EPA fine-tuning final draft of SmartWay model truck idling law

| 3/8/2006

Environmental Protection Agency officials say they are only months away from releasing a model law that could help create a uniform, nationwide policy for truck idling.

The model law is part of the EPA’s SmartWay program, a partnership between government and the freight and transportation industries. It’s designed to help adopt fuel-saving strategies and reduce emissions without reducing profits.

Tanya Meekins, a spokeswoman for the EPA, told Land Line the guidelines – which communities can adopt on a voluntary basis – should be released by the end of this year. However, she said specific details of the program are not yet available.

“EPA is not promulgating any type of regulation regarding vehicle idling,” Meekins said. “EPA’s role is limited to that of a facilitator on behalf of the federal government to respond to the trucking industry’s request to better involve the trucking industry in the development of idle reduction laws.”

According to an EPA press release, about half of all states have laws restricting where and for how long trucks can idle. Under SmartWay’s model, Meekins said, communities would be able to adopt uniform policies, making it easier for truckers to know the rules from city to city.

SmartWay had a number of informational and decision-making conferences throughout the country during the summer of 2005 to generate ideas for state idling laws that would be effective on a nationwide scale.

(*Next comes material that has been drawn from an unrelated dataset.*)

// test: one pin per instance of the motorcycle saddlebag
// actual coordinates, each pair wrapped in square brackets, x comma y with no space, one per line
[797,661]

Specifics of possible idling laws – including time limits, weather conditions, months of enforcement, and exemptions for specific vehicle types, emergencies and situations – were discussed.

A number of OOIDA members and board members attended the SmartWay conferences across the country to discuss the topic. Meekins said the model law will be based on some of the main points discussed during these conferences.

“Many of these laws differ from state to state, creating an inconsistent patchwork of laws which is confusing to truck drivers and fleets,” she said. “The goal is to develop a consensus approach to eliminating these inconsistencies.”

In addition to unifying idling restriction laws, SmartWay is also developing other environmentally friendly programs aimed at the trucking industry. Most recently, the organization awarded a $5 million grant program to the Texas Transportation Institute – a state-funded research facility at Texas A&M University – which will be used to research shore power technology and truck stop power options to help reduce idling.

Under the Energy Policy Act of 2005 – which President Bush signed into law on Aug. 8, 2005 – SmartWay will receive $94.5 million during the next three years for the purpose of reducing extended idling in heavy-duty vehicles.